Padahal itu semua merupakan manuver dari mereka pada tahun politik seperti sekarang ini. Pendukung kedua kubu sama-sama menjagokan tokoh yang akan tampil di ILC, dengan segala manuver dari kedua pendukung. Padahal sebelum dan selesap acara ILC, mereka santai, ngobrol, ngopi, bergurau bersama. Namun anehnya pendukung dari kedua kubu seakan mendramatisir diskusi di ILC dengan segala kebodohan yang mereka miliki.
Jika kalian berharap konflik sara dan segala kegaduhan yang selama ini terjadi akan berakhir, percuma. Kenapa saya bilang percuma? Karena kalian semua masih tetap mempertahankan kebodohan masing-masing, sehingga kebodohan itu membuat jagad dunia maya selalu ramai tak berkesudahan. Kalian semua berharap segala kekisruhan ini akan segera berakhir, tapi kalian sendiri gampang bereaksi oleh hal yang sepele sehingga tetap saja akan ada kekisruhan yang terjadi.

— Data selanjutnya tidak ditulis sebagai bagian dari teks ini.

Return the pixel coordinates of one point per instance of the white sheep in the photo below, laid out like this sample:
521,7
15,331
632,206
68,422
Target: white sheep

Beberapa elit politik maupun pemerintahan mempunyai attack dog-nya masing-masing. Beberapa di antara mereka mempunyai loyalisnya masing-masing. Apa gunanya memperjuangkan hal yang tidak pasti di panggung perpolitikan. Toh, kalian bisa hidup sampai saat ini berkat usaha kalian sendiri, kerja keras sendiri. Sedangkan jikalau idola kalian menang, kalian dapat apa? Kepuasan? No! Di dunia ini tidak ada yang namanya kepuasan karena memang sifat dasar manusia tidak akan pernah bisa untuk merasa puas.